The Gini Coefficient can be calculated using the following steps:

  1. Sort the values of the variable in ascending order.
  2. Calculate the cumulative proportion of the variable at each data point.
  3. Calculate the Lorenz curve, which represents the cumulative proportion of the variable against the cumulative proportion of the population.
  4. Calculate the area between the Lorenz curve and the line of perfect equality (the diagonal line from the origin to the top right corner).
  5. Divide the area between the Lorenz curve and the line of perfect equality by the total area under the line of perfect equality.

Example

Calculation

def gini_coefficient(df, scores, **kwargs):
    """
    Calculate the Gini coefficient for the given scores and protected attribute.

    Args:
        df (pandas.DataFrame): The DataFrame containing the data.
        scores (str): The name of the selected column for scores.

    Returns:
        float: gini coeff

    Raises:
        ValueError: If the scores column is not present
    """
    if len(scores) == 0:
        raise ValueError('scores was not provided')
    
    def gini(x):
        total = 0
        for i, xi in enumerate(x[:-1], 1):
            total += np.sum(np.abs(xi - x[i:]))
        return total / (len(x)**2 * np.mean(x))

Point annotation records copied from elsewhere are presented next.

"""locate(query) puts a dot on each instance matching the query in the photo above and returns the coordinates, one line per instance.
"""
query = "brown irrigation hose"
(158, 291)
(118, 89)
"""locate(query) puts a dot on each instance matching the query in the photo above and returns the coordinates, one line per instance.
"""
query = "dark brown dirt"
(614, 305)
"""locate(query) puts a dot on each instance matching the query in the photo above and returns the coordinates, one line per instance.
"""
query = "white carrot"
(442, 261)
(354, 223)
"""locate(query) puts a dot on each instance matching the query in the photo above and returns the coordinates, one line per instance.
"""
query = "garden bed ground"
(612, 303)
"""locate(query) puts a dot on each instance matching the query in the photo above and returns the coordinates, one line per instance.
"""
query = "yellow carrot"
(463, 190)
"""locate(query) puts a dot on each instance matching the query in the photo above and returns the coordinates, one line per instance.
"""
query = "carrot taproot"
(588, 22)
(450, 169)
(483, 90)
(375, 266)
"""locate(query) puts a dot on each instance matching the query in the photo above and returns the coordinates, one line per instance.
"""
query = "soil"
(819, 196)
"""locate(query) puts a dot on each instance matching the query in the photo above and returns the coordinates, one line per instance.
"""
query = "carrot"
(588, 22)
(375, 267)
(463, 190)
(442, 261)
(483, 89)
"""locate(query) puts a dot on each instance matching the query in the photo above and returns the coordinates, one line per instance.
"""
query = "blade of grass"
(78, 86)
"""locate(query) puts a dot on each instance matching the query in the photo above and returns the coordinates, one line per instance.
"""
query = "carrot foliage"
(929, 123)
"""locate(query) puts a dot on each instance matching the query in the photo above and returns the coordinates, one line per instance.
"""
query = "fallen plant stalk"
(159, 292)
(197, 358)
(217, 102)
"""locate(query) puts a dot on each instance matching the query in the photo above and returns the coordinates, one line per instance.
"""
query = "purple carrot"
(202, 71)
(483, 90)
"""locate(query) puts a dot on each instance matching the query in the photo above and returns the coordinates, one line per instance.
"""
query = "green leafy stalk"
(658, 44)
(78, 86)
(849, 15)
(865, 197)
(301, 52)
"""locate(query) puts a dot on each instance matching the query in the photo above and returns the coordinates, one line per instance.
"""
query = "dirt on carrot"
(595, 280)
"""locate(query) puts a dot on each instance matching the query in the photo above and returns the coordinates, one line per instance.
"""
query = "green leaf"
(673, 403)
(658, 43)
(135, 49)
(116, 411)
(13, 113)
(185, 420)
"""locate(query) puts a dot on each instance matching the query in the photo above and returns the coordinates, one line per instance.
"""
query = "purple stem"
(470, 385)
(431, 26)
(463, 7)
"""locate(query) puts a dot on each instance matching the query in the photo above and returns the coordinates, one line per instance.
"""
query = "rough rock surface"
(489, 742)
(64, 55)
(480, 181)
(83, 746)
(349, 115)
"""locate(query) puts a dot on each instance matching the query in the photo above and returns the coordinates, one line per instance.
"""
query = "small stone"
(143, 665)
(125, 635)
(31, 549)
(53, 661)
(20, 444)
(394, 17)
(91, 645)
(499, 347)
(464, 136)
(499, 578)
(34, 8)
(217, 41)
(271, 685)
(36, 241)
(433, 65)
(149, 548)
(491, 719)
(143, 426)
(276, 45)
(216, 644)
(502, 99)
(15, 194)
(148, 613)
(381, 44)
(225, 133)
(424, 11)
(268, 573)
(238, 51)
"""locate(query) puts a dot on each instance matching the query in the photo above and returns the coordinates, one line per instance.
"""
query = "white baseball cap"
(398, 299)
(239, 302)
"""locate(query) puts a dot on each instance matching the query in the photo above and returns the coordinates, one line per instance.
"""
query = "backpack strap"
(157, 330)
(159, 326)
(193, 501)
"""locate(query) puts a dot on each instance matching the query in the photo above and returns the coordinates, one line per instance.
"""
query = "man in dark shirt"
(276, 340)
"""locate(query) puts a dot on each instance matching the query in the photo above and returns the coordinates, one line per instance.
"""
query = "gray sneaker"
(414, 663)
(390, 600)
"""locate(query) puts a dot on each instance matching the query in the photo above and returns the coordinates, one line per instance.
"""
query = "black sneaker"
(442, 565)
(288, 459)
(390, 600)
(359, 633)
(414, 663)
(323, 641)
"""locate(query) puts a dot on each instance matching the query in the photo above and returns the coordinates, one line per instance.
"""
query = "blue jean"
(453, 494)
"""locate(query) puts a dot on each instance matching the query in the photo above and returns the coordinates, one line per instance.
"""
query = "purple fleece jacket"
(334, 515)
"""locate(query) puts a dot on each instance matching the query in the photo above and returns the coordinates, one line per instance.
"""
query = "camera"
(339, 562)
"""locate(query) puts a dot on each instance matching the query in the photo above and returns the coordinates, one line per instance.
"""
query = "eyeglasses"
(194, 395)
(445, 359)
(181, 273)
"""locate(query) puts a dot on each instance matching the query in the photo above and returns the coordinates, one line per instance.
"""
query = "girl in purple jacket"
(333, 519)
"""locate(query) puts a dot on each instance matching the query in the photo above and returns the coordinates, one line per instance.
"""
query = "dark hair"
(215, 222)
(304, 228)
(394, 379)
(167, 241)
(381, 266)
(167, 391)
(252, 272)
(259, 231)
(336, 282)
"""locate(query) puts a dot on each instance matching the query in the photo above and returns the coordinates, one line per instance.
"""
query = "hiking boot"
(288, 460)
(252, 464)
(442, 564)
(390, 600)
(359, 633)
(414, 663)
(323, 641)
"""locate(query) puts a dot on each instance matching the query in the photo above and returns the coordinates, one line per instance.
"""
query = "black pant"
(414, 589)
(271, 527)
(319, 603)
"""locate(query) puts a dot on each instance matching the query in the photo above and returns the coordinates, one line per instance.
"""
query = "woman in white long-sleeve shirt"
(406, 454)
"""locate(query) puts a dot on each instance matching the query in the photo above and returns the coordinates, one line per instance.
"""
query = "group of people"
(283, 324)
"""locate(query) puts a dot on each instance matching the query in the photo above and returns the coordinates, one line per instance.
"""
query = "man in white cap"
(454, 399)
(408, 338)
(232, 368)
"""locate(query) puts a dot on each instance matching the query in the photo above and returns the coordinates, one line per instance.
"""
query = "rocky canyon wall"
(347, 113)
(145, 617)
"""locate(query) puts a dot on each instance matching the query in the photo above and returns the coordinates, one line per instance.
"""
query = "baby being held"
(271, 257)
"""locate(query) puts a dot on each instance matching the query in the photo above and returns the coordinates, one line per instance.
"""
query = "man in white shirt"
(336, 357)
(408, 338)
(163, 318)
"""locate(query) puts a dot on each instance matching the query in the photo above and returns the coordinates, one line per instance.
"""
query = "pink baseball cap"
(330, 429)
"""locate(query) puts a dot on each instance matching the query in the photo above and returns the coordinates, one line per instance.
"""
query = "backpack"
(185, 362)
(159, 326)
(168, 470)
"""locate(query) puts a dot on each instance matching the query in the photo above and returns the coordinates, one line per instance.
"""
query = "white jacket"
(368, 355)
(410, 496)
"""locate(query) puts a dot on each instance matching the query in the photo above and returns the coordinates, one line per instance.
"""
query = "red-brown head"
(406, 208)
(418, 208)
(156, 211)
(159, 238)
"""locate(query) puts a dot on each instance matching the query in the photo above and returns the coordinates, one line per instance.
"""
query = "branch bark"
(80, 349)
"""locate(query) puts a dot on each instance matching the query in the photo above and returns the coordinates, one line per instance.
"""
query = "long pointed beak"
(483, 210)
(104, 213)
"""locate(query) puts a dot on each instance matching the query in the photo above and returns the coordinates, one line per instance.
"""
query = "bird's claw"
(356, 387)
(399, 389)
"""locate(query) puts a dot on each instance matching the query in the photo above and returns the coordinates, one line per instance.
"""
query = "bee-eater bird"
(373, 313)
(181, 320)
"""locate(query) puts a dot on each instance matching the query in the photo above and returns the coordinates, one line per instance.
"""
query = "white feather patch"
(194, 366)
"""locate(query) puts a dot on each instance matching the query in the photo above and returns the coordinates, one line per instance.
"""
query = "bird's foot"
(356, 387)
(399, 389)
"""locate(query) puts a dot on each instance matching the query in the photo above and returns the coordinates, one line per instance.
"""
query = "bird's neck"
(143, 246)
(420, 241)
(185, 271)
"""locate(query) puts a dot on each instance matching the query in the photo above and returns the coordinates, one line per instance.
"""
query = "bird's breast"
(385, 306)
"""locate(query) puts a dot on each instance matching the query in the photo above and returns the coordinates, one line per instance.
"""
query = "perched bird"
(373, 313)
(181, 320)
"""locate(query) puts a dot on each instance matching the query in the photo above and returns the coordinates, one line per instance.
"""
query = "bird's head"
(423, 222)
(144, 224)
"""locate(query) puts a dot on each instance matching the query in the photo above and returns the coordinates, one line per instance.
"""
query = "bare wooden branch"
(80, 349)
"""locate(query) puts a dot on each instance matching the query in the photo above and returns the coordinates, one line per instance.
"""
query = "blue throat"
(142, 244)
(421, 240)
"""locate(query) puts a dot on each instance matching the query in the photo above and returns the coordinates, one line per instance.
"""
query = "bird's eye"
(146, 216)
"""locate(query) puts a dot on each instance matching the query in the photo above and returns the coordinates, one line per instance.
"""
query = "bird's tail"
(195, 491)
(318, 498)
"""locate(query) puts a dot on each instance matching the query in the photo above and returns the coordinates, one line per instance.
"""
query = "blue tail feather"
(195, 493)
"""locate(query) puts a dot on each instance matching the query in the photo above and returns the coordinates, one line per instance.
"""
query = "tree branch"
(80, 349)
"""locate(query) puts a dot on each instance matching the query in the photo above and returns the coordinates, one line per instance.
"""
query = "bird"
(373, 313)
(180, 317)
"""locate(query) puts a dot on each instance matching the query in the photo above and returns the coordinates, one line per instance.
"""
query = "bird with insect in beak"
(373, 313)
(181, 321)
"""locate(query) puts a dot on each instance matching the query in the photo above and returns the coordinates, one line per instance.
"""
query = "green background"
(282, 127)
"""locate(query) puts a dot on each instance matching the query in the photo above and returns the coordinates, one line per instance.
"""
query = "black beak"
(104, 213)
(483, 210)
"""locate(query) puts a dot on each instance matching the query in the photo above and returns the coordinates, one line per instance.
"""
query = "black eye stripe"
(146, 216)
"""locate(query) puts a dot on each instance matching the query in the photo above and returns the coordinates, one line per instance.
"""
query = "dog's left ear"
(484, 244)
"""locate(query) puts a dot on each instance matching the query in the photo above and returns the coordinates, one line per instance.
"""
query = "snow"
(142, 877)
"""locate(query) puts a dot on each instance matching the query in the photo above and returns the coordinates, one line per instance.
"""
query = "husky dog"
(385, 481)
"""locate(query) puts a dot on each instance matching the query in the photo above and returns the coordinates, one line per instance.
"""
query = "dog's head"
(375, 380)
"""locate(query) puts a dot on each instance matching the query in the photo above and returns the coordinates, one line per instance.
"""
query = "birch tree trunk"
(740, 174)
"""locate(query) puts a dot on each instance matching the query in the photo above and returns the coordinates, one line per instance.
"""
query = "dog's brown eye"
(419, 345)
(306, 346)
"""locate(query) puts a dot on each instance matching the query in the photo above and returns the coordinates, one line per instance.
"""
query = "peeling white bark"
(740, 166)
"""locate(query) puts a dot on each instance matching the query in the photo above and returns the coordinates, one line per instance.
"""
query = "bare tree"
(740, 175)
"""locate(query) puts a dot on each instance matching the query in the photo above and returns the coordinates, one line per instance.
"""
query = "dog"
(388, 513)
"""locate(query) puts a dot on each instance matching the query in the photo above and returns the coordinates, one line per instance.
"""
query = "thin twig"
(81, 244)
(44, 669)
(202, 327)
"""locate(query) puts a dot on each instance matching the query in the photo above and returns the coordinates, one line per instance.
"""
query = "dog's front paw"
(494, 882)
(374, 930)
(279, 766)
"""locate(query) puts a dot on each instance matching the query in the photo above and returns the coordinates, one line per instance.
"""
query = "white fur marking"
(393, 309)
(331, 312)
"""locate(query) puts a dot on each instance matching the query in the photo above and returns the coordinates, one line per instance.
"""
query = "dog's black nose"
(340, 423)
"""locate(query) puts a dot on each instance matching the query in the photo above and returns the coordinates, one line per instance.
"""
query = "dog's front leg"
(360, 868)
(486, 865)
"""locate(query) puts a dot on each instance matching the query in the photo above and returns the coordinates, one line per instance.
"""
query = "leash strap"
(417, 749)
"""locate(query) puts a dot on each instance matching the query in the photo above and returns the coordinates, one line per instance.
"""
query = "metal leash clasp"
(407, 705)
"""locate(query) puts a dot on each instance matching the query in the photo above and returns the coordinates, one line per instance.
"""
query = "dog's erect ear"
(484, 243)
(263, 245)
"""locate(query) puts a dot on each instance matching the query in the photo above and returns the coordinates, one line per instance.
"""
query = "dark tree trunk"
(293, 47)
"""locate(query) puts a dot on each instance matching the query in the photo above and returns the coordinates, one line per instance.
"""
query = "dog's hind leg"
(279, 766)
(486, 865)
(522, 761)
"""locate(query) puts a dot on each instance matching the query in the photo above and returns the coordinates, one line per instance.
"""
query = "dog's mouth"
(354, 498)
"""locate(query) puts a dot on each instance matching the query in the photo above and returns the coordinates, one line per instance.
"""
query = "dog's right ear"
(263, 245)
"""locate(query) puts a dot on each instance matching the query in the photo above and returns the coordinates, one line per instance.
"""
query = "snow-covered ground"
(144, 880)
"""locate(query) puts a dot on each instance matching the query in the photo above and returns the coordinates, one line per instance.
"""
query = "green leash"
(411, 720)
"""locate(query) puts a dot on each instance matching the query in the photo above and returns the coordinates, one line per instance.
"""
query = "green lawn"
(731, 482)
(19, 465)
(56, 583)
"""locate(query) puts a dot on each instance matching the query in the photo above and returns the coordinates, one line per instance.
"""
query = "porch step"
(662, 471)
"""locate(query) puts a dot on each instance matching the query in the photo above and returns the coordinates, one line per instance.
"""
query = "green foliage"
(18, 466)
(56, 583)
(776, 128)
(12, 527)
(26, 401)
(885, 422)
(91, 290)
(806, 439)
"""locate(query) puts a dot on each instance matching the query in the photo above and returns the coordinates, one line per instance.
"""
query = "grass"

    return gini(df[scores])

Usage

gini_co = gini_coefficient(df, 'scores')
print(gini_co)

Output

0.32323232323232337

Interpretation

The Gini Coefficient provides a measure of inequality within a distribution. A lower Gini Coefficient suggests a more equitable distribution, while a higher Gini Coefficient indicates greater inequality.

In the context of income distribution, for example, a Gini Coefficient closer to 0 implies a more equal distribution of income among individuals, while a coefficient closer to 1 suggests a highly unequal distribution.